The old energy economy—oil and gas—is booming in Colorado, driven by high prices and the Bush administration’s push to aid America’s addiction to fossil fuels. Thousands of new wells have been drilled—many on public land—and ranches, hunting opportunities, wildlife, air quality, public health, and the wildness of the West have all suffered.
Colorado legislators and regulators are finally responding. Tantalized by potential revenue and embarrassed by the State’s low royalty rate—which is far lower than the rate in neighboring Wyoming or New Mexico—the legislature is considering increasing corporate payments on oil and gas drilled here.
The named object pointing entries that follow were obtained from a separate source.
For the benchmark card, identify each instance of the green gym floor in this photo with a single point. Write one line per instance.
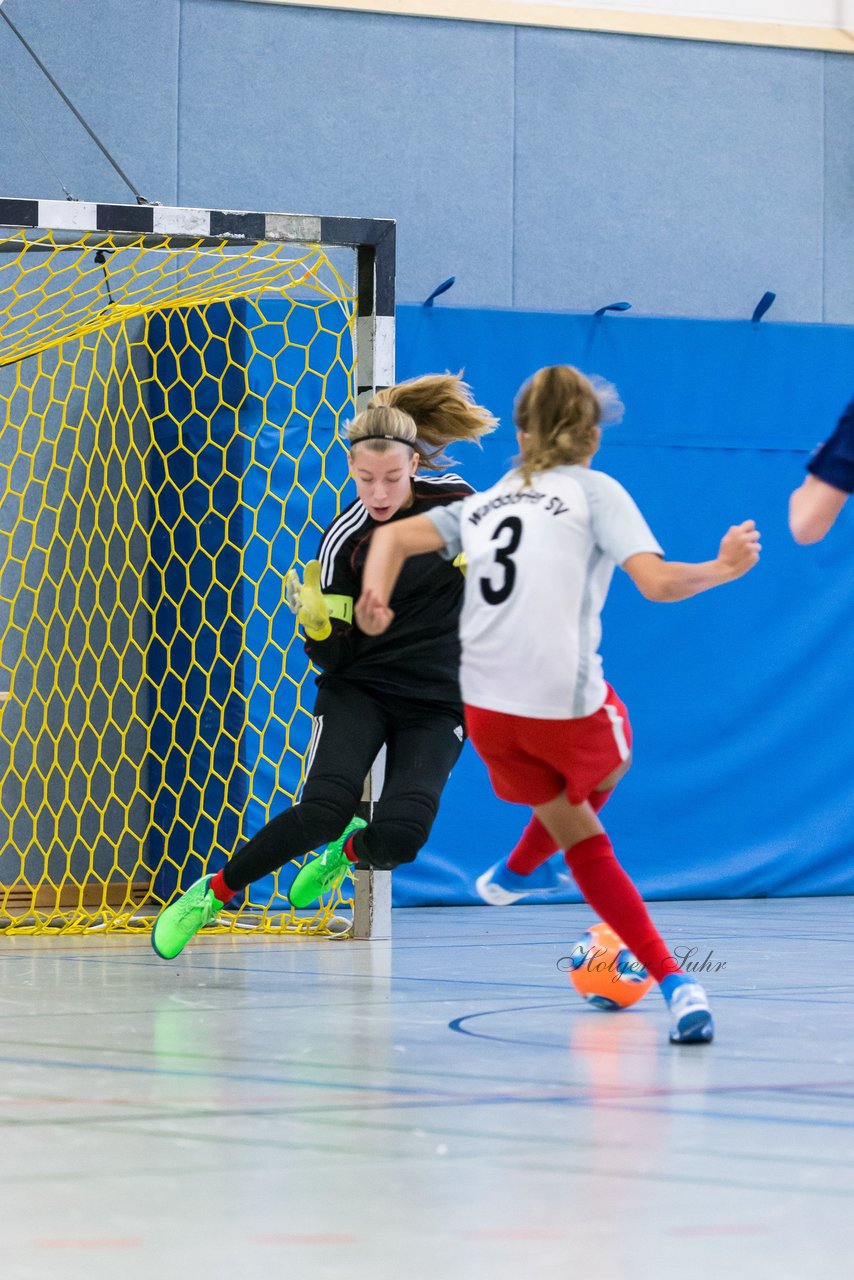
(434, 1107)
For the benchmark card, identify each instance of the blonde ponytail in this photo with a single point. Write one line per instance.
(442, 408)
(558, 412)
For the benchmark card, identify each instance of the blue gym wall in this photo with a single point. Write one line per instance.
(556, 170)
(546, 169)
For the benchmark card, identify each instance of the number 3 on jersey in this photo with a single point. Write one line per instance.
(512, 525)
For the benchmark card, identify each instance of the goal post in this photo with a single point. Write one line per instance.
(173, 384)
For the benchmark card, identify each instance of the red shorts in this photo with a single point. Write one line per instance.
(533, 760)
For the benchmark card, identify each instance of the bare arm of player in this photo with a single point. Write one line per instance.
(813, 508)
(391, 545)
(668, 580)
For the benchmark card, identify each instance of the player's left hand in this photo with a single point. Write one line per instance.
(373, 617)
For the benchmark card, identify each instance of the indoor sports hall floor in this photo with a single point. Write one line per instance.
(437, 1107)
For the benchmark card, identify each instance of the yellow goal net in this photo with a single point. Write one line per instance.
(170, 407)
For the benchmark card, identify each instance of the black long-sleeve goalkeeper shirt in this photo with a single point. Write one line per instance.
(419, 656)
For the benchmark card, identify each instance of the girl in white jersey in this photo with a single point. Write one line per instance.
(542, 545)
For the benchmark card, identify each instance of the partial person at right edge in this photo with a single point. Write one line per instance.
(814, 506)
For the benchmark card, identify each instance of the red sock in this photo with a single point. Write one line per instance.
(534, 848)
(220, 888)
(598, 799)
(613, 897)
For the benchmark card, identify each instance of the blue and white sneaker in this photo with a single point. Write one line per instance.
(499, 886)
(690, 1016)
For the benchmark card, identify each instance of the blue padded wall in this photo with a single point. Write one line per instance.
(744, 760)
(544, 169)
(681, 176)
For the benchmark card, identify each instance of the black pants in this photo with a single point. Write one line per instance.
(351, 725)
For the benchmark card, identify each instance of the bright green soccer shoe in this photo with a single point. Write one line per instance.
(325, 873)
(181, 920)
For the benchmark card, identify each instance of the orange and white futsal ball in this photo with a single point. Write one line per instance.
(604, 972)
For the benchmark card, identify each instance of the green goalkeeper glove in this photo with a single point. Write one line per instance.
(313, 608)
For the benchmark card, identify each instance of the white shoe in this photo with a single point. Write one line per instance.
(499, 886)
(690, 1016)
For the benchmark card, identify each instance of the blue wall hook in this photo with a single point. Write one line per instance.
(613, 306)
(762, 306)
(439, 288)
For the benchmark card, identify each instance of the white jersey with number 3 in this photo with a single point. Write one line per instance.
(539, 566)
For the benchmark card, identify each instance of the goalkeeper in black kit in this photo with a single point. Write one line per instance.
(400, 690)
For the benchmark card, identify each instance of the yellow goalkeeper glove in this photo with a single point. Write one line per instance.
(313, 608)
(306, 600)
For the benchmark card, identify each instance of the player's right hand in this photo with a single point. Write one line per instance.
(371, 616)
(740, 549)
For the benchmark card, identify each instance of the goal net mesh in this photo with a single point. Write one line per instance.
(169, 447)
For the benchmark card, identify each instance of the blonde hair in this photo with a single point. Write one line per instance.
(427, 412)
(558, 412)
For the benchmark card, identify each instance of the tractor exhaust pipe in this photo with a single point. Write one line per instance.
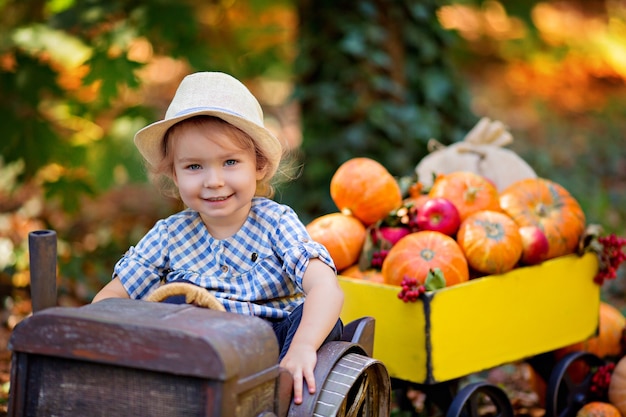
(42, 248)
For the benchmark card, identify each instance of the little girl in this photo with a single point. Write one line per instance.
(252, 253)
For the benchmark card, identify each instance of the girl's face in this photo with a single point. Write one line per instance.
(215, 177)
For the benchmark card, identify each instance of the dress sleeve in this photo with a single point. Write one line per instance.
(296, 247)
(142, 266)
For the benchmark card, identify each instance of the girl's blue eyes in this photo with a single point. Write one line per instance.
(194, 167)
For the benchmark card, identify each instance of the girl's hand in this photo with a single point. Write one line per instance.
(300, 361)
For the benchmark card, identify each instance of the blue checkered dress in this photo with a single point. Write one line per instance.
(258, 271)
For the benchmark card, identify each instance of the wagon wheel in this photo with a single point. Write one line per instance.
(568, 387)
(351, 385)
(468, 400)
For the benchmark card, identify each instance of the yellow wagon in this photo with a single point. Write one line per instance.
(480, 324)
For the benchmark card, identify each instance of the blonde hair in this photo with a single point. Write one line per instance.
(162, 173)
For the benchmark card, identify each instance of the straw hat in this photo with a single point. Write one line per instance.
(213, 94)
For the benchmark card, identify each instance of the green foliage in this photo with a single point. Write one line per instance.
(374, 82)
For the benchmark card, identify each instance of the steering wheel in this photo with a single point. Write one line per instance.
(193, 294)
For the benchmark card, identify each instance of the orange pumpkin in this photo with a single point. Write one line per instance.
(617, 386)
(608, 341)
(598, 409)
(490, 241)
(469, 192)
(546, 204)
(417, 253)
(341, 234)
(364, 188)
(370, 275)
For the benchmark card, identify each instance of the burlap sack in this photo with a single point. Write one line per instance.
(482, 152)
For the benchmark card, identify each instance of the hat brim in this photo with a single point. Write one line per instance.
(149, 139)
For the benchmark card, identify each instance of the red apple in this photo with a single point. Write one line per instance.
(440, 215)
(390, 233)
(535, 245)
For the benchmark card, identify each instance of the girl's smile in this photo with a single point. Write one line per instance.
(215, 176)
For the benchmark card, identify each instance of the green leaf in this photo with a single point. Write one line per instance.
(435, 280)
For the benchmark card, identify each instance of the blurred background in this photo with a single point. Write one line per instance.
(337, 79)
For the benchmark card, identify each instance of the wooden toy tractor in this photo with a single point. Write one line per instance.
(139, 358)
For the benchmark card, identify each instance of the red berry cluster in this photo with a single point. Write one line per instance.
(611, 257)
(411, 290)
(412, 221)
(600, 380)
(378, 257)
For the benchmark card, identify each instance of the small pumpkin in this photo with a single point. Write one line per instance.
(342, 235)
(364, 188)
(370, 275)
(490, 241)
(617, 386)
(417, 253)
(598, 409)
(469, 192)
(546, 204)
(608, 341)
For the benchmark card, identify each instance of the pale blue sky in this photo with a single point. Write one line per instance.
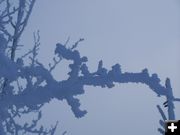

The Colorado Oil and Gas Commission is also proposing taking some modest steps to reduce the industry’s heavy environmental footprint.
The industry’s response is classic school-yard: "We’ll take our ball and go home." Colorado Oil and Gas Association director Meg Collins told the Rocky Mountain News in January: "If the business climate in Colorado is unfriendly to our industry, companies will likely seek out alternative locations in which to invest".
If this whine sounds familiar, it should. In September 2007, Exxon threatened investment would leave Alberta if the province increased its royalty rate. In November 2007, oil industry executives warned that an increased royalty rate approved by the Alaska legislature would discourage investment there. That same month, the New Mexico Oil and Gas Association said new environmental regulations could drive operators to neighboring Texas and Colorado.
The energy industry is not going to pull out of the West, even if some want it to.
Colorado regulators should ignore the industry’s posturing and do what’s right for taxpayers and the environment.